Streamed online from Teatr Wielki, Warsaw
January 29, 2021
In 2014, and in cooperation with Dutch National Ballet, Polish National Ballet Artistic Director Krzysztof Pastor adapted Shakespeare’s third-last play, The Tempest for dance. Recently streamed by the Warsaw company, it is simultaneously contemporary and respectful of its source, magical and often poetic.
Pastor tells the story through the memories of an old Prospero but ignores the former Duke of Milan’s desire for revenge on his brother, who ousted him, and indeed many of the other characters. There is no Gonzalo, for example. Instead, he extracts those elements and only those characters that interest him.
Each of four scenes is presaged by the old man conjuring up a storm with the help of Ariel that revives his memories. The various relationships are all depicted eloquently. The dance language is expressive yet natural.
Beautiful backing video projections of grey seascapes, sand dunes and waving sea grasses by Iranian artists Shirin Neshat and Shoja Azari play an important role. The opening shots of water and a closed eye emphasise distance, physically but also in time. Below, Jean Kalman’s attractive and minimal set consists merely of the stumpy remains of a large tree and a glowing red circle in which most of the action takes place. Sat leaning back against the tree’s trunk, Iranian actor Abbas Bakhtiari, the elderly Prospero, remembers and reflects.
The scene-opening storms are evoked by Bakhtiari, who produces dramatic, thunderous, stormy sounds from a daf, a large Iranian frame-drum. The ensemble act as waves and wind, carrying the bodies of the young Prospero and his daughter Miranda; and later Ferdinand, Stephano and Trinculo. As events play out, the old man casts a shadowy presence, hovering in the background, watching, his face often looming over the happenings on the stage below.
In the play, Caliban is Prospero’s slave and the only native inhabitant of the island; frequently referred to as a monster by the other characters.
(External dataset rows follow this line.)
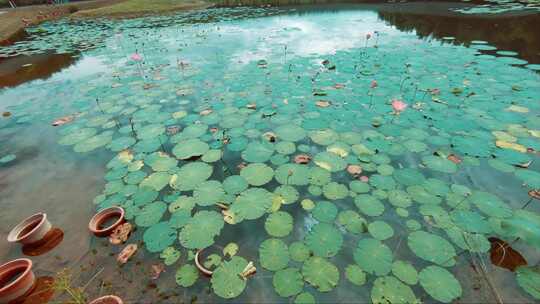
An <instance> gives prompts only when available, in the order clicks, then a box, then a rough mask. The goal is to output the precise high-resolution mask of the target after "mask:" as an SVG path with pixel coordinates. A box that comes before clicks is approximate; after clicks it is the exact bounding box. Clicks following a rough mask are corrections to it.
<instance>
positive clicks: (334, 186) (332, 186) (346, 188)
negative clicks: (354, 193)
mask: <svg viewBox="0 0 540 304" xmlns="http://www.w3.org/2000/svg"><path fill="white" fill-rule="evenodd" d="M323 194H324V196H325V197H326V198H327V199H330V200H337V199H343V198H346V197H347V196H348V195H349V189H347V186H345V185H343V184H339V183H336V182H330V183H328V184H326V185H324V186H323Z"/></svg>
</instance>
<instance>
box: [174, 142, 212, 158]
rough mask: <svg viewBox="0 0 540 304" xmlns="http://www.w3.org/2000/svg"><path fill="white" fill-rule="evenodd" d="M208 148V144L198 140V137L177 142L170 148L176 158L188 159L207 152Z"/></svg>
mask: <svg viewBox="0 0 540 304" xmlns="http://www.w3.org/2000/svg"><path fill="white" fill-rule="evenodd" d="M208 150H210V148H209V147H208V144H207V143H205V142H203V141H201V140H199V139H188V140H185V141H181V142H179V143H178V144H177V145H176V146H174V148H173V149H172V153H173V154H174V155H175V156H176V158H178V159H189V158H192V157H196V156H201V155H203V154H204V153H206V152H208Z"/></svg>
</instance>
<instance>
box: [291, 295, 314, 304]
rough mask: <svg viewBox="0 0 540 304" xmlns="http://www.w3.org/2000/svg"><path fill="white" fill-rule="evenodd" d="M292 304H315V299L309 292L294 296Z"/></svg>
mask: <svg viewBox="0 0 540 304" xmlns="http://www.w3.org/2000/svg"><path fill="white" fill-rule="evenodd" d="M294 304H315V297H314V296H313V295H312V294H310V293H309V292H302V293H301V294H299V295H297V296H296V298H295V299H294Z"/></svg>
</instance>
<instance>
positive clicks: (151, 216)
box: [135, 202, 167, 227]
mask: <svg viewBox="0 0 540 304" xmlns="http://www.w3.org/2000/svg"><path fill="white" fill-rule="evenodd" d="M166 210H167V204H165V203H164V202H153V203H151V204H148V205H145V206H144V207H143V208H142V209H141V210H140V211H139V212H137V214H136V217H135V224H136V225H137V226H139V227H150V226H152V225H154V224H157V223H158V222H159V221H160V220H161V218H162V217H163V214H165V211H166Z"/></svg>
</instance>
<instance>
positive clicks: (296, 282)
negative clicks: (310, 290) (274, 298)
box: [272, 268, 304, 297]
mask: <svg viewBox="0 0 540 304" xmlns="http://www.w3.org/2000/svg"><path fill="white" fill-rule="evenodd" d="M272 282H273V284H274V289H275V290H276V292H277V293H278V294H279V295H280V296H281V297H292V296H294V295H297V294H299V293H300V292H302V289H303V288H304V280H303V278H302V274H300V271H299V269H298V268H286V269H282V270H278V271H277V272H276V273H275V274H274V278H273V279H272Z"/></svg>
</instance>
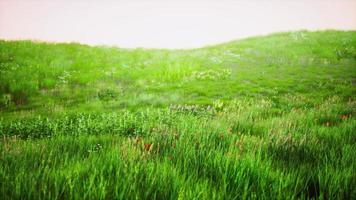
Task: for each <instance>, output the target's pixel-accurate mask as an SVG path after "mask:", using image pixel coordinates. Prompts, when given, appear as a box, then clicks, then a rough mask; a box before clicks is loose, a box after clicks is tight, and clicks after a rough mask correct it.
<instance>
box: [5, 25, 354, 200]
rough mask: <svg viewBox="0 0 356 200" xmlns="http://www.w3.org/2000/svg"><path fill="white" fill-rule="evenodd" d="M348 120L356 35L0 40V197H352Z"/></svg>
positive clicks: (223, 198) (350, 146)
mask: <svg viewBox="0 0 356 200" xmlns="http://www.w3.org/2000/svg"><path fill="white" fill-rule="evenodd" d="M355 116H356V32H355V31H348V32H342V31H322V32H306V31H300V32H290V33H279V34H273V35H269V36H263V37H255V38H249V39H245V40H241V41H232V42H229V43H225V44H221V45H216V46H209V47H205V48H199V49H191V50H164V49H162V50H160V49H120V48H115V47H90V46H86V45H80V44H53V43H42V42H32V41H1V40H0V136H1V139H0V198H1V199H356V189H355V188H356V120H355Z"/></svg>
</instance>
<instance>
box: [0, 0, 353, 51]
mask: <svg viewBox="0 0 356 200" xmlns="http://www.w3.org/2000/svg"><path fill="white" fill-rule="evenodd" d="M300 29H308V30H318V29H348V30H349V29H352V30H356V0H234V1H232V0H0V39H37V40H44V41H57V42H70V41H76V42H80V43H86V44H93V45H97V44H107V45H116V46H120V47H129V48H131V47H150V48H191V47H201V46H204V45H209V44H215V43H220V42H226V41H229V40H233V39H239V38H244V37H248V36H254V35H260V34H266V33H271V32H279V31H289V30H300Z"/></svg>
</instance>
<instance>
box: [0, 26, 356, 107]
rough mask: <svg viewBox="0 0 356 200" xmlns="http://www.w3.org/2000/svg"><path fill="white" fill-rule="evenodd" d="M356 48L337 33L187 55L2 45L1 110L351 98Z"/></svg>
mask: <svg viewBox="0 0 356 200" xmlns="http://www.w3.org/2000/svg"><path fill="white" fill-rule="evenodd" d="M355 48H356V36H355V32H335V31H327V32H316V33H309V32H293V33H282V34H276V35H271V36H266V37H261V38H251V39H247V40H242V41H236V42H230V43H227V44H223V45H219V46H212V47H208V48H202V49H195V50H184V51H183V50H180V51H168V50H143V49H134V50H127V49H117V48H108V47H89V46H84V45H79V44H46V43H33V42H30V41H19V42H6V41H1V43H0V52H1V54H0V63H1V65H0V70H1V71H0V76H1V79H0V83H1V88H0V95H1V96H2V101H1V104H0V105H1V109H2V110H3V111H16V110H27V109H30V110H33V109H35V110H36V111H37V110H38V111H45V112H52V111H53V110H58V109H59V110H67V108H70V109H73V108H75V109H78V108H83V110H86V109H88V107H89V108H91V109H92V108H93V109H97V110H102V109H105V110H113V109H122V108H129V109H131V108H137V107H144V106H151V105H152V106H155V107H164V106H167V105H170V104H182V103H183V104H184V103H187V104H211V103H212V101H213V100H214V99H223V100H232V99H234V98H245V97H271V96H277V97H278V98H282V97H284V96H285V95H303V96H304V95H306V96H308V97H312V98H317V99H322V98H327V97H330V96H333V95H338V96H340V97H342V98H343V99H348V98H350V97H351V96H352V94H353V93H354V92H355V88H354V87H352V84H355V76H356V75H355V74H356V72H355V71H356V70H355V55H356V49H355ZM108 101H109V103H108ZM78 106H79V107H78ZM58 107H59V108H58Z"/></svg>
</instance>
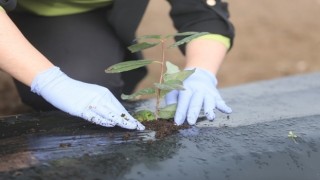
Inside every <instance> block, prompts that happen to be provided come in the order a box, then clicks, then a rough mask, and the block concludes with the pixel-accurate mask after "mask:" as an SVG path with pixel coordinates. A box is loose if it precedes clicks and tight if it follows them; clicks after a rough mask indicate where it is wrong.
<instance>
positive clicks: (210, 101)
mask: <svg viewBox="0 0 320 180" xmlns="http://www.w3.org/2000/svg"><path fill="white" fill-rule="evenodd" d="M188 69H194V68H188ZM183 86H184V88H185V90H174V91H171V92H170V93H168V94H167V95H166V97H165V99H166V104H173V103H177V110H176V113H175V117H174V121H175V123H176V124H177V125H181V124H183V123H184V121H185V120H187V121H188V123H189V124H190V125H194V124H195V123H196V121H197V119H198V117H199V115H200V111H201V109H203V111H204V113H205V115H206V118H207V119H208V120H214V119H215V112H214V111H215V109H218V110H219V111H221V112H223V113H227V114H229V113H231V112H232V110H231V108H230V107H229V106H227V105H226V103H225V101H224V100H223V99H222V97H221V95H220V93H219V92H218V90H217V87H216V86H217V79H216V77H215V75H214V74H212V73H211V72H209V71H207V70H204V69H200V68H196V70H195V72H194V73H193V74H192V75H191V76H189V77H188V78H187V79H186V80H184V82H183Z"/></svg>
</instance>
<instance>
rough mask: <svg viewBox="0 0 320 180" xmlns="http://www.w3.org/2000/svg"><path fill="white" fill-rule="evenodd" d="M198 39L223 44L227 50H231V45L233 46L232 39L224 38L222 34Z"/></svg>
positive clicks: (203, 36)
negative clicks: (215, 42) (206, 40)
mask: <svg viewBox="0 0 320 180" xmlns="http://www.w3.org/2000/svg"><path fill="white" fill-rule="evenodd" d="M197 39H211V40H215V41H218V42H221V43H222V44H223V45H225V46H226V48H227V49H229V48H230V45H231V42H230V39H229V38H228V37H226V36H222V35H220V34H207V35H203V36H200V37H198V38H197Z"/></svg>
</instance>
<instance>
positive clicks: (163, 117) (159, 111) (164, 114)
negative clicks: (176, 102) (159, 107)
mask: <svg viewBox="0 0 320 180" xmlns="http://www.w3.org/2000/svg"><path fill="white" fill-rule="evenodd" d="M176 109H177V104H170V105H168V106H166V107H164V108H160V109H159V113H158V116H159V117H160V118H162V119H171V118H173V117H174V115H175V113H176Z"/></svg>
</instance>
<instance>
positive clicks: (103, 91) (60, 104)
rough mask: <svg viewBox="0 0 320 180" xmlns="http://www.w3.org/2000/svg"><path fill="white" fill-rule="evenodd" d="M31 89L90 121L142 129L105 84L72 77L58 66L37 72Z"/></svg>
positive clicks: (76, 115)
mask: <svg viewBox="0 0 320 180" xmlns="http://www.w3.org/2000/svg"><path fill="white" fill-rule="evenodd" d="M31 91H32V92H34V93H37V94H38V95H41V96H42V97H43V98H44V99H46V100H47V101H48V102H49V103H51V104H52V105H54V106H55V107H57V108H58V109H60V110H62V111H64V112H67V113H69V114H71V115H74V116H78V117H81V118H83V119H85V120H87V121H90V122H92V123H95V124H98V125H101V126H106V127H114V126H120V127H123V128H127V129H138V130H144V129H145V127H144V126H143V125H142V124H141V123H140V122H138V121H137V120H135V119H134V118H133V117H132V116H131V115H130V114H129V113H128V112H127V110H126V109H125V108H124V107H123V106H122V104H121V103H120V102H119V101H118V100H117V99H116V98H115V97H114V95H113V94H112V93H111V92H110V91H109V90H108V89H107V88H104V87H102V86H98V85H94V84H87V83H83V82H80V81H76V80H74V79H71V78H69V77H68V76H67V75H66V74H64V73H63V72H62V71H60V69H59V68H58V67H53V68H50V69H48V70H46V71H45V72H43V73H40V74H39V75H37V76H36V78H35V79H34V80H33V82H32V84H31Z"/></svg>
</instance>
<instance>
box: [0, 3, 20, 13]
mask: <svg viewBox="0 0 320 180" xmlns="http://www.w3.org/2000/svg"><path fill="white" fill-rule="evenodd" d="M16 5H17V0H0V6H2V7H3V9H4V10H6V11H7V12H9V11H12V10H13V9H14V8H15V7H16Z"/></svg>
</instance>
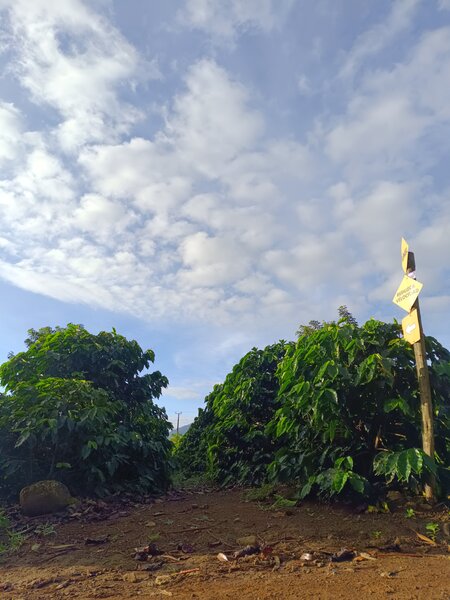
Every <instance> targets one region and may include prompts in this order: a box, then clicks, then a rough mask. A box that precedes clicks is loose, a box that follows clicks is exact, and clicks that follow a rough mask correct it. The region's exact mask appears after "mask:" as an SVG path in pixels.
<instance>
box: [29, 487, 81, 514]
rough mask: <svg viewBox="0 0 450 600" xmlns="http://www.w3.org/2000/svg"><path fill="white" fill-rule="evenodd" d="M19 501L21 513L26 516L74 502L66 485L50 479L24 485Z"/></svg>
mask: <svg viewBox="0 0 450 600" xmlns="http://www.w3.org/2000/svg"><path fill="white" fill-rule="evenodd" d="M19 501H20V506H21V508H22V511H23V513H24V514H25V515H27V516H28V517H35V516H38V515H45V514H49V513H54V512H58V511H60V510H63V509H64V508H66V507H67V506H69V504H74V503H75V502H76V500H75V498H73V497H72V496H71V495H70V492H69V490H68V488H67V486H65V485H64V484H63V483H61V482H60V481H54V480H51V479H49V480H44V481H37V482H36V483H33V484H31V485H28V486H27V487H24V488H23V489H22V490H21V492H20V497H19Z"/></svg>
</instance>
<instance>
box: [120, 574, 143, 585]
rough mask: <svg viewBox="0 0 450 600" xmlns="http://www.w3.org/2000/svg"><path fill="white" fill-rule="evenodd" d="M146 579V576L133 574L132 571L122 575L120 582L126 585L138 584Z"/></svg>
mask: <svg viewBox="0 0 450 600" xmlns="http://www.w3.org/2000/svg"><path fill="white" fill-rule="evenodd" d="M147 578H148V576H147V575H145V574H144V573H135V572H134V571H129V572H128V573H124V574H123V575H122V580H123V581H126V582H127V583H139V582H140V581H143V580H144V579H147Z"/></svg>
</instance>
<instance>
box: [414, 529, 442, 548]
mask: <svg viewBox="0 0 450 600" xmlns="http://www.w3.org/2000/svg"><path fill="white" fill-rule="evenodd" d="M416 535H417V537H418V538H419V540H422V542H425V543H426V544H429V545H430V546H436V545H437V544H436V542H433V540H432V539H431V538H429V537H427V536H426V535H423V534H422V533H419V532H418V531H416Z"/></svg>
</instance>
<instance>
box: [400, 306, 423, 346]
mask: <svg viewBox="0 0 450 600" xmlns="http://www.w3.org/2000/svg"><path fill="white" fill-rule="evenodd" d="M402 329H403V337H404V338H405V340H406V341H407V342H409V343H410V344H415V343H416V342H418V341H419V340H420V325H419V315H418V314H417V310H416V309H414V310H412V311H411V312H410V313H409V315H407V316H406V317H405V318H404V319H402Z"/></svg>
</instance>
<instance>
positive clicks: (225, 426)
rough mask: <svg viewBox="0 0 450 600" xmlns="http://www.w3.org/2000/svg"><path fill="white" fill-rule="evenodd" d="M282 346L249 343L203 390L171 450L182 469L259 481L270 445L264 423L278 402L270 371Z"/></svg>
mask: <svg viewBox="0 0 450 600" xmlns="http://www.w3.org/2000/svg"><path fill="white" fill-rule="evenodd" d="M285 348H286V344H285V342H283V341H281V342H279V343H278V344H274V345H272V346H267V347H266V348H264V350H258V349H256V348H254V349H253V350H251V351H250V352H249V353H248V354H246V355H245V356H244V357H243V358H242V360H241V361H240V362H239V363H238V364H237V365H236V366H235V367H234V368H233V370H232V372H231V373H230V374H229V375H227V377H226V378H225V381H224V383H223V384H221V385H217V386H215V387H214V390H213V391H212V393H211V394H210V395H209V396H207V398H206V401H205V402H206V408H205V409H204V410H202V409H201V410H200V411H199V415H198V417H197V418H196V419H195V420H194V423H193V424H192V426H191V427H190V429H189V431H188V432H187V433H186V434H185V435H184V436H183V439H182V442H181V444H180V448H179V451H178V453H177V457H178V459H179V461H180V465H181V467H182V468H184V469H185V470H186V471H187V472H188V474H192V473H193V472H206V473H207V474H208V475H209V476H211V477H212V478H214V479H215V480H216V481H218V482H220V483H223V484H227V483H251V484H258V483H261V482H262V481H264V479H265V478H266V469H267V465H268V464H269V463H270V461H271V460H272V456H273V452H274V449H275V447H274V441H273V439H272V438H270V437H269V436H267V435H266V433H265V428H266V426H267V424H268V423H269V422H270V420H271V419H272V417H273V415H274V413H275V411H276V409H277V408H278V403H277V391H278V380H277V378H276V376H275V372H276V369H277V366H278V363H279V361H280V359H281V357H282V356H283V355H284V352H285Z"/></svg>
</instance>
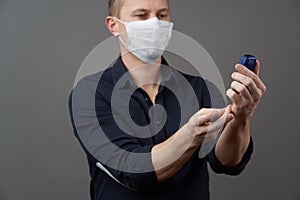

Pastor takes an alternative view, not only not bestialising him but seeing him as one of many indigenous people. Played by Paweł Koncewoj, in dress and dance, he looks no different from the other main characters, and it is he who carries Yuka Ebihara as Miranda from the waves. In the spirited pas de deux that follows, she shows all the vulnerability of the almost 15-year-old she is supposed to be.
It’s clear that the stylish Vladimir Yaroshenko as Prospero is simply trying to protect his daughter but when he tries to put a stop to the relationship, the explosion is fairly predictable, Ebihara letting rip with as much teenage frustration and aggression as she can muster. The three-way set to with Caliban is conveyed dramatically in a superbly choreographed dance-fight.
If anything, Ebihara’s next duet with Maksim Woitiul as the newly shipwrecked Ferdinand is even more girlishly playful. As she flirts, he spins and turns with ease. After another disagreement with her father, her return to Ferdinand finds a change of mood. Now the dance is more intense with some sweeping lifts, although the still decidedly unhappy Prospero’s return ensures a stormy finale.
After the interval, the turning of attention to Stephano (Bartosz Zyśk) and Trinculo (Kurusz Wojeński) brings light relief. The mimed comedy has all the subtlety of a silent movie but it is well done and brings a smile. Their attempts to beat up Caliban leave little to the imagination either, the darkness on stage matched by that in the score.
After Stephano and Trinculo attack Prospero, with the help of the native islanders, the dangerous dogs produced by Ariel (Patryk Walczak) are vividly portrayed by projections and some startlingly effective canine full masks worn by some of the dancers.
When all is finally resolved, the look on Bakhtiari’s face speaks volumes. His Prospero realises what he has done, what he has lost. It needs no words, no dance.
In keeping with the rest of the work, Tatyana van Walsum’s costumes are simple: loose shirts and trousers for the men, and a beautiful airy dress for Miranda. The corps add a dose of dramatic colour, the men and women of the storms in long blue or red skirts.
The score of largely 16th and 17th-century English music works well. Purcell is to the fore with, appropriately, the overture from The Tempest, selections from The Fairy Queen and Funeral Music for Queen Mary among the choices. Elsewhere there’s Robert Johnson, Matthew Locke and Thomas Tallis, plus new music by Michel van der Aa. Tallis’ Spem im alium, which plays at the opening, is especially atmospheric. Spoken text from the play is also effective.
Pastor’s The Tempest is a beautiful production, succinctly choreographed; one that makes you want to see more of his work. There is never any doubt about what is happening and how people feel, inside and towards one another, and you can’t ask for much more from narrative ballet. The stark emptiness of the stage actually helps, constantly drawing the eye to the action. This Tempest grabs you and keeps a tight hold throughout.